Equally, the government can build out new initiatives to support under-represented founders. For instance, Innovate UK could provide more funding for research led by diverse entrepreneurs through the creation of targets – or even better, by allocating specific budgets based on a realistic representation of how many diverse founders are in the UK.

Recruit diverse talent

But even outside Westminster, the tech sector must also look to support diverse founders. This problem is not particular to this pandemic – it is a deep-set issue that is simply in danger of being accentuated.

VC firms must look for ways to diversify their portfolios, companies still hiring must ensure they are recruiting talent from a range of backgrounds, and the industry networks that campaign for diversity and inclusion within the sector have an important role to play now more than ever.

As the pandemic affects each and every one of us, we must ensure that we are not leaving anyone behind. Our sector has for so long been crippled by the diversity crisis, and short-sighted in understanding the potential that diversity brings to innovation and our economy as a whole.
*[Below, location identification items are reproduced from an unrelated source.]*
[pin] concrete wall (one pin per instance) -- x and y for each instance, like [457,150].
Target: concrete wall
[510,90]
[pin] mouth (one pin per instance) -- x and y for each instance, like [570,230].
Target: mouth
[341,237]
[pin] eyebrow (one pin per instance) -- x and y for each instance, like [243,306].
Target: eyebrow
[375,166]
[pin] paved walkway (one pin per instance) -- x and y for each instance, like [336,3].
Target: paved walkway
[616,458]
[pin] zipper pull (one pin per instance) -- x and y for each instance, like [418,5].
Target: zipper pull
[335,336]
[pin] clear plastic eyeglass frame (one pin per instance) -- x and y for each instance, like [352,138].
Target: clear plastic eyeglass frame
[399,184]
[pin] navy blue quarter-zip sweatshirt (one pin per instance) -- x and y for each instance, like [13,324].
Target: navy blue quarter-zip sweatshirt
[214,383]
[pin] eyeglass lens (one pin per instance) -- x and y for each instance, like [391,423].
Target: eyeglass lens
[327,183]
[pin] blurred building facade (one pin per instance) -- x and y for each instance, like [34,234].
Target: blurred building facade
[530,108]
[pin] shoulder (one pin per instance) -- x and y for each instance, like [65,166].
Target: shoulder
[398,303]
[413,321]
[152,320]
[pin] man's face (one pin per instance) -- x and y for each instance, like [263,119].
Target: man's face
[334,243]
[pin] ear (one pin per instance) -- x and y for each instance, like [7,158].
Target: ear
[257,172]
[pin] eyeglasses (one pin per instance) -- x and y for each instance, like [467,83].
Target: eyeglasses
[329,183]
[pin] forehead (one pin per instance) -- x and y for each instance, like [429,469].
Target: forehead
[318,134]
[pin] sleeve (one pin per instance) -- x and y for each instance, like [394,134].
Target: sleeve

Just recall McKinsey’s latest report, Diversity wins, showing how companies in the top quartile for gender and ethnic diversity on senior teams were more likely to better perform and had an above-average profitability than those which didn’t.

Some of the government’s schemes epitomise the tech sector’s diversity problem as the core of this issue. If we don’t act now, we risk compromising the strong progress we’ve made on diversity and inclusion in recent years – limiting the potential of our tech community once we are out the other side.